Ted Williams. Period


----------



## Doc_Holliday23 (Feb 17, 2010)

though his brain is frozen somewhere, The Splinter hasn't been playing ball in the last 20 years.

Pujols is a special kind of player.  Nobody is on his level right now and the only person who has been close is Bonds.  Who is the last player you actually had to think about intentionally walking with the bases loaded?  Bonds?  Mantle?

Unfortunately, I'm not sold on ANY of them being totally clean, especially with the injuries Griffey started having.


----------



## CFGD (Feb 18, 2010)

Doc_Holliday23 said:


> though his brain is frozen somewhere, The Splinter hasn't been playing ball in the last 20 years.
> 
> Pujols is a special kind of player.  Nobody is on his level right now and the only person who has been close is Bonds.  Who is the last player you actually had to think about intentionally walking with the bases loaded?  Bonds?  Mantle?
> 
> Unfortunately, I'm not sold on ANY of them being totally clean, especially with the injuries Griffey started having.



speaking of sudden and rapid fall-off...andruw jones????...
something to think about..


----------



## bfriendly (Feb 18, 2010)

I've been saying for a few years now..............PUJOLS is absolutely on Steroids!

  I am not going to say that people cant get bigger without them, but Look at a Rookie Photo of Pujols, McGuire and Bonds..............then look at the most recent photos.

There is a Remarkable Resemblance............Sorry, I am NOT buying Pujols being clean of Steroids.


----------



## bfriendly (Feb 18, 2010)

I just started to Google Pujols and the Steroid link showed up with photos...........guess I am not the only one


----------



## CollinsCraft77 (Feb 18, 2010)

Only bad thing is you just never know who was on them and who wasn't so it makes any argument hard.

Griffey Jr was awesome and still one of the sweetest swings from the left side you'll ever see. Perhaps, and I hope, his injuries are from him playing his wazoo off and not taking things to help recover.

Still and I might lose this argument from the purists on here but I personally could care less if they used them. I love baseball period and would have watched regardless. 

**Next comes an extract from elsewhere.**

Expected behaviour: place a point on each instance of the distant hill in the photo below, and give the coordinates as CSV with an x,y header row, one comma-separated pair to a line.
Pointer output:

You can't give me the argument" Well it inflates their numbers " Sure it does. But my favorite player of all time, Ted Williams, and others like Ruth, Hornsby, Cobb, Wagner, They never had to face fresh pitchers, specialists, coming into the 7th thru 9th inning. The pitchers back then we expected to pitch 9, even on short rest. Do you honestly think Ruth would have hit 714 in todays game? I don't. I might be wrong but I just don't see it happening. So maybe older players number are inflated because the game was different then. Kind of like Cy youngs pitching totals. Impossible in todays game. So steroid baseball numbers, while inflated, are just another period in baseball where certain things happen. right or wrong. They do. Plus, for $100,000,000, there's not many on this forum who wouldn't take something to obtain that kind of money for their families.

I'd have an IV in the batter's box with me. Just to throw something out there and really get some people mad, I love Chipper Jones. Absolutely a fan. But I personally think he juiced up. I HOPE I'M WRONG!!! But, look at the power explosion he had before his MVP season and then during and after. Kind of about the same time one Javy Lopez started hitting bombs. Who was in the clubhouse and on the team then. And now he is injury prone. Body breaking down. It is a typical pattern seen with these drugs.

I know he's on a pedestal but there's enough there to make me suspicious. I hope I'm wrong but at least Griffey was bombing from the beginning.


----------



## CFGD (Feb 18, 2010)

i will give griffey a vote of confidence because he never really blew up like sosa, big mac, and bonds did.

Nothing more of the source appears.